C'est souvent le premier réflexe à corriger. Les jugements enferment les enfants (et les parents) dans des étiquettes restrictives. Ils bloquent la réflexion et peuvent créer des conflits.

Voici quelques reformulations issues de l'atelier :

  • « Elle fait des caprices. »
    « Elle exprime un refus lorsqu'une activité lui est proposée. »
  • « Il est pénible avec les autres enfants. »
    « Il a des difficultés dans les interactions avec les autres enfants. »
  • « Il est violent. »
    « Il peut avoir des gestes brusques lorsqu'il est frustré. »

La reformulation ne minimise pas la situation — elle la décrit avec suffisamment de précision pour qu'elle soit compréhensible, sans enfermer l'enfant dans un rôle.

Les généralités deviennent des observations situées

Les termes « toujours » et « jamais » sont des pièges. Ils sont presque toujours inexacts et donnent l'impression d'une situation bloquée, sans issue. En précisant le contexte, vous offrez une image beaucoup plus juste de la réalité.

  • « Il n'écoute jamais. »
    « Lors des temps calmes, il se lève et ne reste pas assis plus de quelques minutes. »
  • « Elle est toujours difficile. »
    « Sur les temps de transition, elle pleure et refuse régulièrement de changer d'activité. »
  • « Elle ne fait rien de la journée. »
    « Elle reste en observation et participe peu aux activités proposées. »

Cette précision est d'autant plus utile dans un dossier VAE : elle démontre votre capacité d'observation professionnelle, une compétence clé attendue dans les référentiels.
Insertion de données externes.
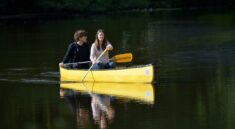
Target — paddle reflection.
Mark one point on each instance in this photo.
(96, 98)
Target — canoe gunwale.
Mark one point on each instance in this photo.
(133, 74)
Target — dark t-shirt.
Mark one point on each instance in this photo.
(77, 53)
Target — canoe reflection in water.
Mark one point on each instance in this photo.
(99, 99)
(102, 110)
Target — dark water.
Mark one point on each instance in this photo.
(193, 55)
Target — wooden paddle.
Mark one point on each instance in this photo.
(94, 64)
(120, 58)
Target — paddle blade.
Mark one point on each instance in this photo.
(122, 58)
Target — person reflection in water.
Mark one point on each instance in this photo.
(102, 110)
(79, 104)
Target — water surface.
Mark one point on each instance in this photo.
(193, 55)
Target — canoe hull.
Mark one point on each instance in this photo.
(141, 74)
(136, 91)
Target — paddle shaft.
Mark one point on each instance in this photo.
(94, 64)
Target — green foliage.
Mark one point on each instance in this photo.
(34, 6)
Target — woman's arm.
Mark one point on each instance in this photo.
(92, 54)
(109, 46)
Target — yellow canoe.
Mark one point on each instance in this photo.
(137, 74)
(136, 91)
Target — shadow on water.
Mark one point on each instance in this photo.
(99, 98)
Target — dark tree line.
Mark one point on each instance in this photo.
(44, 6)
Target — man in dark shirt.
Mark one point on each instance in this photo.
(78, 51)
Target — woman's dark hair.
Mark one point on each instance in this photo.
(97, 42)
(79, 34)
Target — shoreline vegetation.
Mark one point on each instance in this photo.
(56, 9)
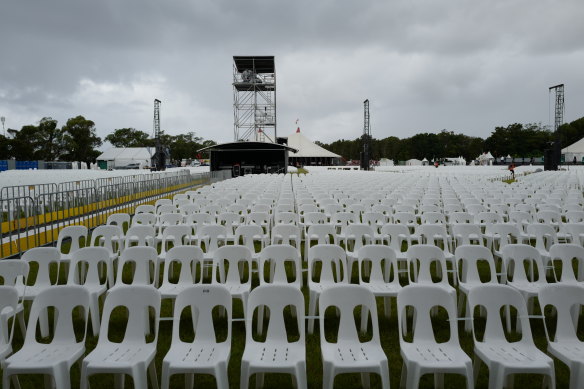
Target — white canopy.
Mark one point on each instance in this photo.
(306, 148)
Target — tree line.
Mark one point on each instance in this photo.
(77, 140)
(517, 140)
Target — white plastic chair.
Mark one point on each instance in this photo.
(383, 279)
(56, 357)
(143, 261)
(232, 268)
(276, 354)
(492, 347)
(348, 354)
(424, 354)
(190, 259)
(564, 344)
(13, 272)
(204, 355)
(333, 262)
(468, 262)
(134, 355)
(84, 271)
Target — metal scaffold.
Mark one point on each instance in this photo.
(254, 98)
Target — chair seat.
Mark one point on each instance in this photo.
(198, 356)
(514, 355)
(438, 356)
(355, 356)
(45, 357)
(274, 358)
(116, 356)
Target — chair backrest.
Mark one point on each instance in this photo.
(76, 234)
(421, 257)
(107, 236)
(383, 264)
(280, 264)
(119, 219)
(87, 262)
(140, 235)
(493, 297)
(232, 265)
(144, 218)
(13, 271)
(64, 298)
(423, 298)
(145, 260)
(276, 298)
(469, 259)
(8, 299)
(138, 300)
(567, 300)
(145, 208)
(44, 257)
(190, 259)
(202, 299)
(514, 258)
(346, 298)
(334, 264)
(567, 253)
(286, 234)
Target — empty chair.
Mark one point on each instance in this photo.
(424, 353)
(14, 272)
(204, 354)
(383, 280)
(564, 344)
(276, 354)
(85, 272)
(77, 235)
(148, 219)
(134, 354)
(66, 346)
(333, 269)
(141, 267)
(190, 261)
(140, 235)
(232, 268)
(348, 354)
(470, 262)
(110, 238)
(567, 254)
(501, 356)
(420, 260)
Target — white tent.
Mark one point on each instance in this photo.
(117, 157)
(309, 152)
(574, 150)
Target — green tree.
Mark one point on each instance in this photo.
(129, 137)
(80, 140)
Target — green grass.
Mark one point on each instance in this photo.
(389, 339)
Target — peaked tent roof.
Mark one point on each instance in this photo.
(577, 147)
(306, 148)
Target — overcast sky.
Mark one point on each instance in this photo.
(461, 65)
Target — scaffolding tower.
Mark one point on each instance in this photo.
(366, 140)
(254, 98)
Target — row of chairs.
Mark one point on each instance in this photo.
(421, 352)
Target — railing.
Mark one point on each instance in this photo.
(33, 215)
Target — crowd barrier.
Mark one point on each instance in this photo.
(33, 215)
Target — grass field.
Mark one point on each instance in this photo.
(389, 338)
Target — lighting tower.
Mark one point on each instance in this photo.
(160, 154)
(254, 98)
(366, 139)
(559, 120)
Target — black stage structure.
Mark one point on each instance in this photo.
(249, 157)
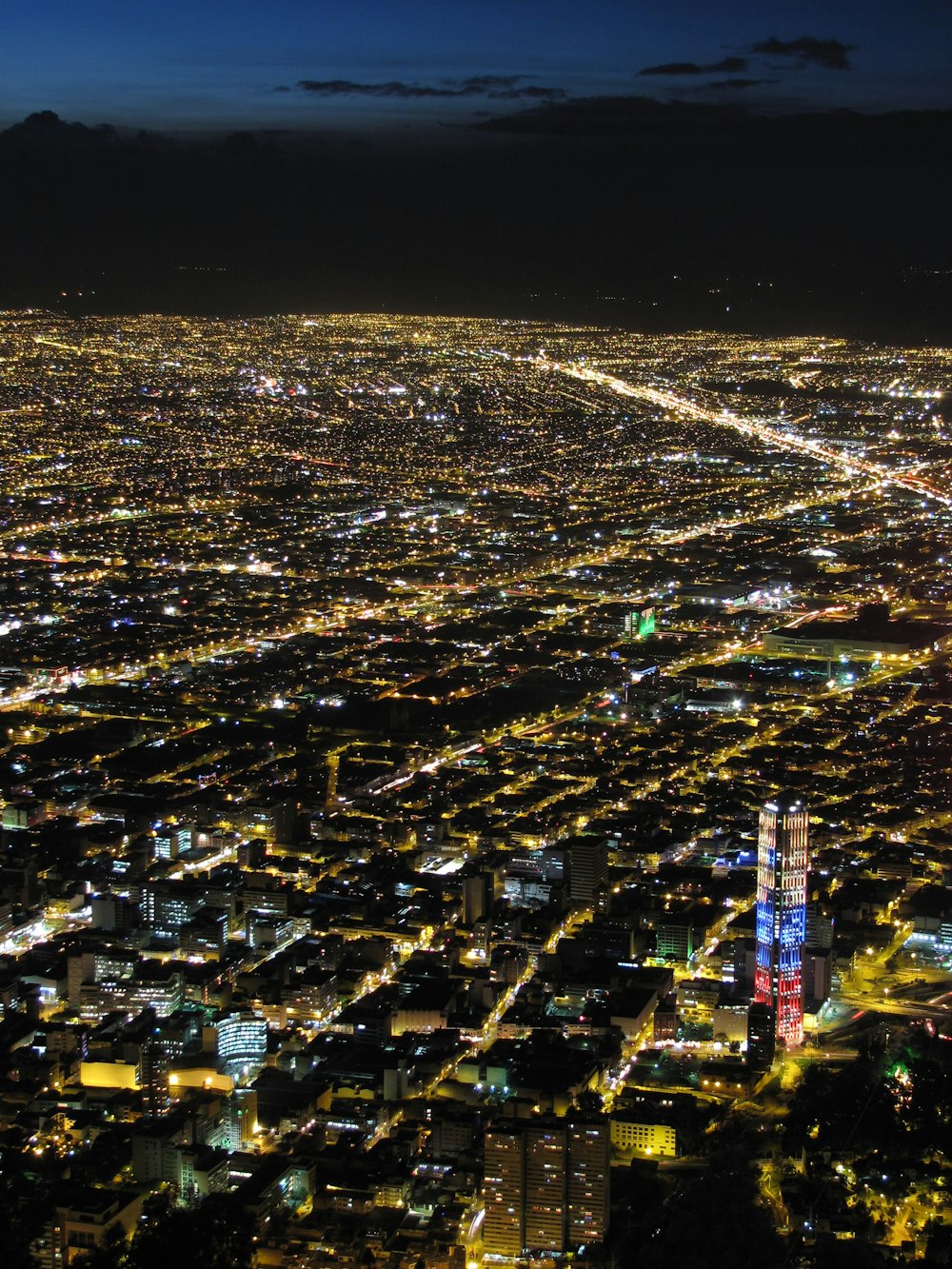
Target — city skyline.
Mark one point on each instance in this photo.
(371, 66)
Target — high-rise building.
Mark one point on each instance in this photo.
(781, 913)
(503, 1189)
(545, 1188)
(588, 869)
(589, 1172)
(546, 1185)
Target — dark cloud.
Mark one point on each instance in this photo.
(807, 50)
(726, 66)
(738, 83)
(508, 88)
(673, 69)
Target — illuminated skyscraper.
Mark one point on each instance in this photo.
(546, 1185)
(781, 914)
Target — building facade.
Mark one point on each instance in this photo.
(781, 914)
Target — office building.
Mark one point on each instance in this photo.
(503, 1184)
(781, 914)
(546, 1187)
(588, 869)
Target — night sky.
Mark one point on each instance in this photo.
(654, 164)
(243, 64)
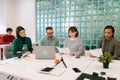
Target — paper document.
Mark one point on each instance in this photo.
(96, 52)
(54, 71)
(63, 50)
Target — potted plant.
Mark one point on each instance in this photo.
(106, 58)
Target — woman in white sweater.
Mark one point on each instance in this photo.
(74, 43)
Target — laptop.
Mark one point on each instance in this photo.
(45, 52)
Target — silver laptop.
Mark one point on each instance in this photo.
(45, 52)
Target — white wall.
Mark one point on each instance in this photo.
(19, 13)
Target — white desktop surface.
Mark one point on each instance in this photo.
(28, 69)
(112, 71)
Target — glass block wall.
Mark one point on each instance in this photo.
(89, 16)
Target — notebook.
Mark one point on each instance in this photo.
(45, 52)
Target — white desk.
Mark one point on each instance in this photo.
(113, 71)
(28, 69)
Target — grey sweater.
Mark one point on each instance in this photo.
(112, 46)
(75, 46)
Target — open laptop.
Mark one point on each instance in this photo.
(45, 52)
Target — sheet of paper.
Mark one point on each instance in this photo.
(63, 50)
(55, 72)
(96, 52)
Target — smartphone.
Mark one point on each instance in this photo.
(76, 70)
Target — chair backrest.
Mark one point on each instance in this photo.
(8, 51)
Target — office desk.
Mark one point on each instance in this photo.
(2, 46)
(113, 71)
(29, 69)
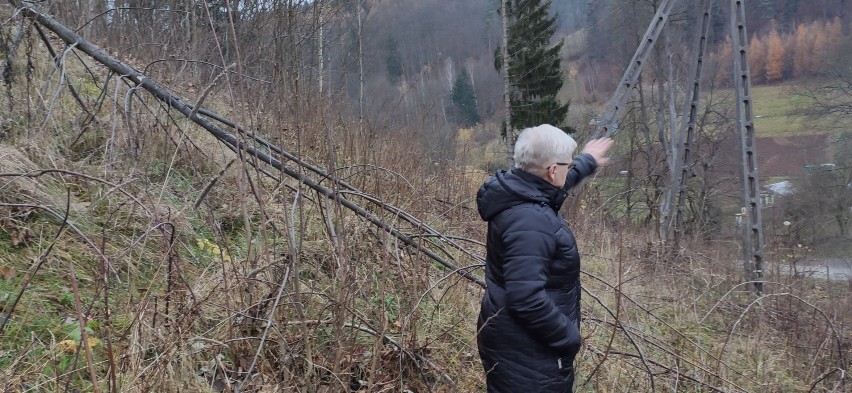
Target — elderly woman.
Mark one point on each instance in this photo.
(529, 321)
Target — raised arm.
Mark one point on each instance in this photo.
(594, 155)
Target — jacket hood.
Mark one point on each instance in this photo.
(511, 188)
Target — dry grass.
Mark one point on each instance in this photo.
(268, 286)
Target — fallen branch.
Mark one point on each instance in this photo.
(230, 140)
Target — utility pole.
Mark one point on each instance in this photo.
(507, 84)
(690, 113)
(606, 124)
(752, 224)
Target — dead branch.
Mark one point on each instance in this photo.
(231, 141)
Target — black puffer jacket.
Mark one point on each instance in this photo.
(529, 323)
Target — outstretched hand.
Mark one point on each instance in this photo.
(598, 148)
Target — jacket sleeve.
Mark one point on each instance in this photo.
(584, 165)
(525, 273)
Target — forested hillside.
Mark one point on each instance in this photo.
(278, 195)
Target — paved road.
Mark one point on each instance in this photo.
(836, 269)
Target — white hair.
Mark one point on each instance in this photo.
(539, 147)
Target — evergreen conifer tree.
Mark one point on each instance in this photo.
(464, 100)
(535, 71)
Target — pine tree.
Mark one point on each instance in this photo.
(535, 71)
(464, 100)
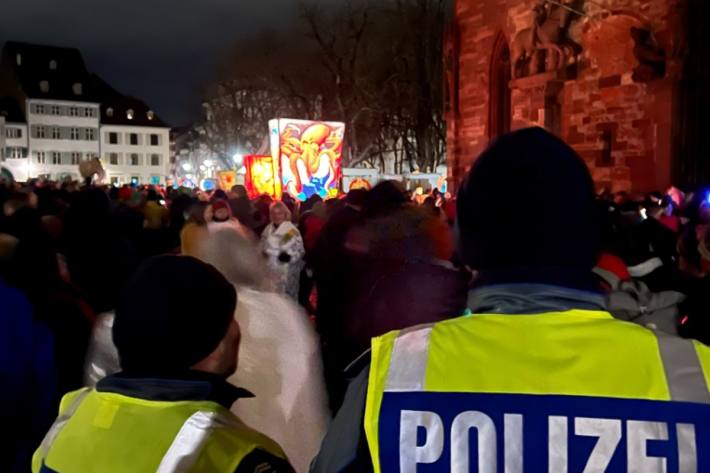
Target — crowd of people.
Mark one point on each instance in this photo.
(93, 294)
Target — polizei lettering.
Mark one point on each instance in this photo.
(516, 433)
(608, 434)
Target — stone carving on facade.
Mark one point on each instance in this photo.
(546, 45)
(651, 57)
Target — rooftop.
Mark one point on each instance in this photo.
(120, 109)
(49, 72)
(11, 111)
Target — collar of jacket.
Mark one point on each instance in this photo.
(185, 386)
(526, 298)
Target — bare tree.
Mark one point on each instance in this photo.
(373, 64)
(384, 63)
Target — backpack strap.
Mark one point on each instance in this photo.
(607, 276)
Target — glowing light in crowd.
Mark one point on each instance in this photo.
(309, 156)
(261, 176)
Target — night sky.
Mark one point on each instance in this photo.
(162, 51)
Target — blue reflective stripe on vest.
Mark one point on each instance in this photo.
(433, 432)
(46, 469)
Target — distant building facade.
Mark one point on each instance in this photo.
(63, 115)
(135, 143)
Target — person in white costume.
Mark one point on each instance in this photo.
(279, 357)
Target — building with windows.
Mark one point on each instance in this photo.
(59, 114)
(135, 143)
(13, 140)
(53, 89)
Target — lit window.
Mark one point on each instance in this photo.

L'émotion personnelle laisse place à la description objective

Ressentir de la fatigue, de l'agacement ou de l'inquiétude face à certaines situations, c'est humain. Mais exprimer ces émotions brutes dans une transmission ou une réunion d'équipe peut nuire à la compréhension collective.

  • « C'est insupportable aujourd'hui. »
    « Le groupe est très agité aujourd'hui, avec beaucoup de déplacements et de bruit. »
  • « Il me fatigue énormément. »
    « Il sollicite très fréquemment l'adulte et demande une attention constante. »

Cette distinction est importante : elle permet à vos collègues de comprendre la situation et de s'adapter, sans être parasitées par votre ressenti personnel — qui reste tout à fait légitime par ailleurs.

Communiquer avec les parents : accueillir, expliquer, rassurer

La communication avec les parents est un exercice délicat. Ils arrivent souvent porteurs d'inquiétudes, de fatigue, parfois de culpabilité. Votre rôle n'est pas de les juger, mais de les informer et de maintenir une relation de confiance.

Marie Lille identifie quatre objectifs clés lors des échanges avec les familles :

  • Accueillir les craintes sans les minimiser ni les amplifier.
  • Expliquer sans culpabiliser : rapporter les faits et les actions de l'équipe, pas les manquements des parents.
  • Favoriser la compréhension en interprétant positivement les comportements de l'enfant quand c'est possible.
  • Renforcer la relation de confiance à chaque échange, même bref.

Exemple concret : plutôt que de dire « Vous n'avez encore pas apporté les affaires demandées », préférez « Les affaires de rechange sont nécessaires pour le bon déroulement de la journée ». Le message passe, sans la tension.

Communiquer en équipe : précision contre flou

Les échanges entre collègues souffrent souvent des mêmes écueils : formulations floues, jugements implicites, interprétations qui s'accumulent. Le résultat ? Des malentendus, des tensions, parfois des pratiques contradictoires qui déstabilisent les enfants.

La clé, selon Marie Lille, est la reformulation et la description factuelle :

  • « Ça ne va pas du tout comme ça. »
    « La situation semble créer des difficultés dans l'organisation, on peut en parler pour ajuster. »
  • « Tu ne fais jamais comme moi. »
    « J'observe des différences dans nos pratiques, on peut se mettre d'accord sur une méthode commune. »
  • « C'est mal fait. »
    « Il y a une différence entre ce qui était attendu et ce qui a été fait, on peut revoir ensemble. »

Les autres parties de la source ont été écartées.